Pornografia wśród przyczyn pedofilii

Agnieszka Kocznur, Agnieszka Małecka

publikacja 30.08.2014 10:15

Zakończyła się seria szkoleń dla świeckich i duchownych katechetów diecezji płockiej przed rozpoczęciem nowego roku szkolnego. Do kilkuset nauczycieli o problemie pedofilii mówili specjaliści i terapeuci.

Pornografia wśród przyczyn pedofilii Diecezjalne spotkanie katechetów w Płocku Agnieszka Kocznur /Foto Gość

Czym jest z definicji pedofilia, jakie są jej klasyfikacje, gdzie leżą jej przyczyny i jak dramatyczne skutki niesie ona dla małoletnich ofiar – to niektóre z wielu kwestii poruszonych podczas szkolenia dla katechetów.
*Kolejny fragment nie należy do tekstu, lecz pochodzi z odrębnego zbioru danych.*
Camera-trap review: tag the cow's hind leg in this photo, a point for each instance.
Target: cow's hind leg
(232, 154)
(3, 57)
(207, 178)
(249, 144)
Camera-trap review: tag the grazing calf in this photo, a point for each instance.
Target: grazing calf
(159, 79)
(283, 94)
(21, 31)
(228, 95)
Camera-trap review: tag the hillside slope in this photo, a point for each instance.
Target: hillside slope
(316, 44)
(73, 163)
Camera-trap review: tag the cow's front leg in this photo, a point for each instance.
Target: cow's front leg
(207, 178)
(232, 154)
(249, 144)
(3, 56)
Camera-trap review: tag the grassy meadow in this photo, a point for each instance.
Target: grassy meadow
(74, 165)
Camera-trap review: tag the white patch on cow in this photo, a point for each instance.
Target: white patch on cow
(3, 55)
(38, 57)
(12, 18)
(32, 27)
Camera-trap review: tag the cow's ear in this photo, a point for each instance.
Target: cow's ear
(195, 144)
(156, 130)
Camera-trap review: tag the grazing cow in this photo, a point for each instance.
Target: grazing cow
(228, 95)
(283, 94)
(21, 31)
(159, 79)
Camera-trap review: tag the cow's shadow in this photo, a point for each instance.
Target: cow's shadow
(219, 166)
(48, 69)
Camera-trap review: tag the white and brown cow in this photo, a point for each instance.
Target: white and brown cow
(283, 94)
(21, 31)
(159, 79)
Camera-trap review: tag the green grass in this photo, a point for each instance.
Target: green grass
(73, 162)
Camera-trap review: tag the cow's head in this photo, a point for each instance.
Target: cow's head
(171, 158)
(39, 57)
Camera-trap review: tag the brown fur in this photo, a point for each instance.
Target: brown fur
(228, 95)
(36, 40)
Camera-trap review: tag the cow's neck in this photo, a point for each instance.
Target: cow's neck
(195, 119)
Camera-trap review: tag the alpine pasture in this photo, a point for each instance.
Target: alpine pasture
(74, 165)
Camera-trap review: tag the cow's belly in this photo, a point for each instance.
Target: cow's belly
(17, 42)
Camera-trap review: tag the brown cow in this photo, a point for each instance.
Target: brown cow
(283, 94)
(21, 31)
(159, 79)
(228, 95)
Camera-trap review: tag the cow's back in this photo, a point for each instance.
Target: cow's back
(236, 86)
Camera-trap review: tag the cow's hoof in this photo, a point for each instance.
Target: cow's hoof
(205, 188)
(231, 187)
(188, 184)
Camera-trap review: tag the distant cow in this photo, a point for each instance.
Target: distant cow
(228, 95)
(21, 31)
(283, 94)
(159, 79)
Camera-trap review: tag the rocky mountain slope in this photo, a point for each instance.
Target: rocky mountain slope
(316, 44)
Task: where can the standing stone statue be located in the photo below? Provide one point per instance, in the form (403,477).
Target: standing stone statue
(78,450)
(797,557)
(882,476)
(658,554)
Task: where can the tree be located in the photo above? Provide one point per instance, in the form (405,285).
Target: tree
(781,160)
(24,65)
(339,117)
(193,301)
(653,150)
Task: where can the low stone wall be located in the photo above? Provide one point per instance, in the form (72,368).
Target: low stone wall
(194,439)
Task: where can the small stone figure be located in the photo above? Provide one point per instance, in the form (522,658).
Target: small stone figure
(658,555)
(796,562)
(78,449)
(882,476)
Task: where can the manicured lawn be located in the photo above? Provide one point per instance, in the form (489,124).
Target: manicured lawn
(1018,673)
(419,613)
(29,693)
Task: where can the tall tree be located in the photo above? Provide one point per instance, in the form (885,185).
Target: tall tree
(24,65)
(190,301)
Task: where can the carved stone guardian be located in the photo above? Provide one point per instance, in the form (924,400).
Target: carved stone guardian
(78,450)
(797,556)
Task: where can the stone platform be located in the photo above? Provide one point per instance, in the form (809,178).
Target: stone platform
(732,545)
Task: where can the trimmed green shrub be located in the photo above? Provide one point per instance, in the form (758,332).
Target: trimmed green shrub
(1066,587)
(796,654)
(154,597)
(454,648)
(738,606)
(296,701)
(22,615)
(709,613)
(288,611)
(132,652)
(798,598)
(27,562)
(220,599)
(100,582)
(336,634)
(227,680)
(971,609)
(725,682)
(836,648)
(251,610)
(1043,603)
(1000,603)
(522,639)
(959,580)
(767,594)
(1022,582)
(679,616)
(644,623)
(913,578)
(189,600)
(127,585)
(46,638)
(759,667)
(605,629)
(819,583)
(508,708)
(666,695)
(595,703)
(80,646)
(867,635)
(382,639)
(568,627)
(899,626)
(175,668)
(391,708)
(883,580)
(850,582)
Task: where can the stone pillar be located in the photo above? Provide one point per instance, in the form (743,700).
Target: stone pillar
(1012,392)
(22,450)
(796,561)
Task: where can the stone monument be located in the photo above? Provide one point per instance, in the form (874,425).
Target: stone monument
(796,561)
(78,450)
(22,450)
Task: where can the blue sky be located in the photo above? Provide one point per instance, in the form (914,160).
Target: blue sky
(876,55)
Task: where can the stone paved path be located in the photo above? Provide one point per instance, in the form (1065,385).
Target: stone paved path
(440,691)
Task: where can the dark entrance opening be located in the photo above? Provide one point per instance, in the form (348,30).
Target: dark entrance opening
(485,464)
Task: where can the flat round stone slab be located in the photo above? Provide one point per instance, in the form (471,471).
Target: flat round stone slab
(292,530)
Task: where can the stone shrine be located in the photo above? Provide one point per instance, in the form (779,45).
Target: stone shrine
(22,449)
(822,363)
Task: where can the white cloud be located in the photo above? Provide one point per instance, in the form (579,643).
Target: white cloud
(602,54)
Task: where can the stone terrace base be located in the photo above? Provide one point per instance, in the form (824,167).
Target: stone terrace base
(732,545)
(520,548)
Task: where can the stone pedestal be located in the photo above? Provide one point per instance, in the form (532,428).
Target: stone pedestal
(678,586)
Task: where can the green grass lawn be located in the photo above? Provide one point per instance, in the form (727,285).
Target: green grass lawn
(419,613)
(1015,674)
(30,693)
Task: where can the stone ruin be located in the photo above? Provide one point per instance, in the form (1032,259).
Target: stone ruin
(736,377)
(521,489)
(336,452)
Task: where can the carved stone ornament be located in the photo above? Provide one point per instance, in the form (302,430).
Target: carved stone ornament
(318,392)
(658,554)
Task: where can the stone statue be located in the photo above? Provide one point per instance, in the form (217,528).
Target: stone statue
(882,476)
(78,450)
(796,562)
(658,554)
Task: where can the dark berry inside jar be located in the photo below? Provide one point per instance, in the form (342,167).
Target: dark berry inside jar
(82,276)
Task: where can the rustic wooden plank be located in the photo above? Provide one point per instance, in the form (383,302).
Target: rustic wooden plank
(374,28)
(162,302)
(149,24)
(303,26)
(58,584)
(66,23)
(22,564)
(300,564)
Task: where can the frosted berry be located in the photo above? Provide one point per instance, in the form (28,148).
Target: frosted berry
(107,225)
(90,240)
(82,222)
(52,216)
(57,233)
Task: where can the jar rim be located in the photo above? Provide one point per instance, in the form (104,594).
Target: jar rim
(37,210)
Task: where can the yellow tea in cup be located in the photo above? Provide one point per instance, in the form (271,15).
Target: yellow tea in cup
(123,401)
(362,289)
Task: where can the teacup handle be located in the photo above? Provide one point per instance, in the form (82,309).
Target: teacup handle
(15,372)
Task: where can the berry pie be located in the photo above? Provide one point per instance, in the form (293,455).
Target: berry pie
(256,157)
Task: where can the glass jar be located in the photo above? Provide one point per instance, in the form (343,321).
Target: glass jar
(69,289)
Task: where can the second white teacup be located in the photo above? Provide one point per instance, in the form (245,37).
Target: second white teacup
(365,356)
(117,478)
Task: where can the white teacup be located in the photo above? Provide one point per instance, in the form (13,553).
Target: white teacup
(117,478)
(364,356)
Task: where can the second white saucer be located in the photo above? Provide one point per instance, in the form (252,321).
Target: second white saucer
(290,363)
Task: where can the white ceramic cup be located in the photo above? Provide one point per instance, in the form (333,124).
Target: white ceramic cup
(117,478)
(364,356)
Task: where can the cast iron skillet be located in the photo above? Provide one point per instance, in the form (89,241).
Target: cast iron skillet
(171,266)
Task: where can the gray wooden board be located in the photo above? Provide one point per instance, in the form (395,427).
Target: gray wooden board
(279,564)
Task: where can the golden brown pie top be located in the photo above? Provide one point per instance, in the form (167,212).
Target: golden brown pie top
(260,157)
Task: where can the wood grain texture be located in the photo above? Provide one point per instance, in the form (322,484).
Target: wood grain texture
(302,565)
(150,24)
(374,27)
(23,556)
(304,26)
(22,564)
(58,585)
Spotkania odbywały się przez 3 dni w Płocku, Ciechanowie i Pułtusku. Poprowadzili je: Mirosława Majerowicz-Klaus, psychoterapeuta, seksuolog, Wioletta Konopa-Stelmach, pedagog specjalizująca się w edukacji seksualnej i problemach rodziny oraz dr Bogdan Stelmach, lekarz medycyny, psychiatra i seksuolog.

- Czynów pedofilnych dokonują dwa rodzaje osób. Pierwszy to pedofilie właściwi, dla których wyłącznie dziecko jest obiektem seksualnym i mimo możliwości wyboru, nawiązania relacji z dorosłą osobą, wybierają dziecko. Natomiast najczęściej spotykamy się z pedofilią zastępczą, z osobami, które dokonują tych czynów w sposób zastępczy z dzieckiem. Dziecko nie jest najbardziej pożądanym obiektem seksualnym, ale jest nim osoba dorosła, kobieta bądź mężczyzna, natomiast z różnych powodów nawiązują kontakt z dzieckiem - wyjaśniała psychoterapeutka Mirosława Majerowicz-Klaus.

Terapeutka zauważyła, że statystycznie czynów pedofilnych dokonują częściej mężczyźni, niż kobiety, ale, jak zaznaczyła, nie znaczy to, że nie przejawiają one takich tendencji dewiacyjnych. Inny jednak, mówiła, jest odbiór społeczny zachowań mężczyzn i kobiet, co utrudnia często ocenę poszczególnych przypadków.

- Pedofilii właściwej nie da się wyleczyć do końca. To zaburzenie jest uporczywe, kompulsywne i przenika wszystkie sfery życia człowieka. Taki człowiek zawsze do końca życia będzie pedofilem. Natomiast działanie terapeutyczne polega na świadomości, chodzi o to, by był świadomy tego, że do końca życia nie będzie mógł mieć żadnego kontaktu z żadnym dzieckiem - akcentowała Majerowicz-Klaus.

Psycholog, terapeutka zwróciła też uwagę na obecne mało efektywne leczenie osób z takimi zaburzeniami, nie uwzględniające w człowieku sfery duchowości. Przypomniała, że specjalistycznym leczeniem objęte są osoby z tzw. pedofilią właściwą, których jest zdecydowanie mniej, niż osób dokonujących czynów pedofilnych w zastępstwie.

Specjaliści zaproszeni na szkolenie zwracali uwagę m.in. na nieumiejętność odczuwania empatii takiej osoby w stosunku do ofiary, dziecka. - Pedofil nie umie połączyć swego czynu z konsekwencjami. To nieumiejętność dostrzegania długofalowych skutków krótkotrwałego zaspokojenia seksualnego - mówił dr Bogdan Stelmach. Wskazał także na pornografię, jako jedną z przyczyn pedofilii. - My, psycholodzy, widzimy coraz bardziej, że właśnie pornografia powoduje stały wzrost zaburzeń seksualnych, także u osób, które wcześniej ich nie miały. Pojawia się chęć doświadczenia czegoś innego i to także dotyczy kontaktów seksualnych z dziećmi - przekonywał.